Because Bartlett and Horseshoe lakes are relatively small, they tend to fill relatively quickly. A solid storm that brings rain to the Valley and sparks runoff from the high country could fill them in as little as a couple of days. The storm systems we need for that, however, aren't in the forecast.

Harelson said there's not much SRP can do. It's really up to the Mother Nature.

"The hope I would give to people is the same hope we have -- that Mother Nature provides us with runoff this runoff season," Harelson said. "It's been very dry, as you know. It was dry last year and that's had an impact on water levels this year at Bartlett.

"It's not unusual for Bartlett to be low at this time of year," he continued.

While we saw some good rain and snow in December, but it's been dry since. 3TV Meteorologist April Warnecke said the Valley is about 1.25 inches behind on rainfall this year -- already.

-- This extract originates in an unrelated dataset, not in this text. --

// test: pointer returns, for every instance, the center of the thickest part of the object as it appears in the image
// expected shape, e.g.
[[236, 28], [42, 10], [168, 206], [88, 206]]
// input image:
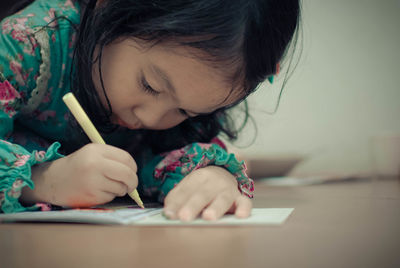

Harelson said SRP is hoping for some good snowfall before winter comes to a close. The more snowpack we have, the more runoff we'll get.

Harelson said that while he doesn't have official projections yet, the snowpack we have now probably won't provide enough runoff to bring Bartlett Lake up to 100 percent capacity.

Still, he's hopeful that it will fill enough to accommodate some events that are scheduled for mid-May.

While recreational activities are a great byproduct of the reservoir system -- and Bartlett Lake, which is about 48 miles from downtown Phoenix, is a popular recreation site -- the primary purpose of the reservoirs is to store water for the Phoenix metropolitan area -- a total of 10 cities, including Gilbert, Chandler, Scottsdale, Mesa, Tempe, Peoria, Avondale, Phoenix, Glendale and Tolleson.

"For operational flexibility, we provide the cities' water supply generally from the Verde River at this point and then when we start to get runoff, which we hope we get in the winter and spring time, Bartlett refills, and Horseshoe, as well," Harelson explained.

The runoff season typically goes through March, so the water levels at Bartlett and Horseshoe lakes should slowly rise as the snow starts melting. Everything depends on that runoff.

"Full reservoirs are good news for water users," Harelson said. "We're crossing our fingers."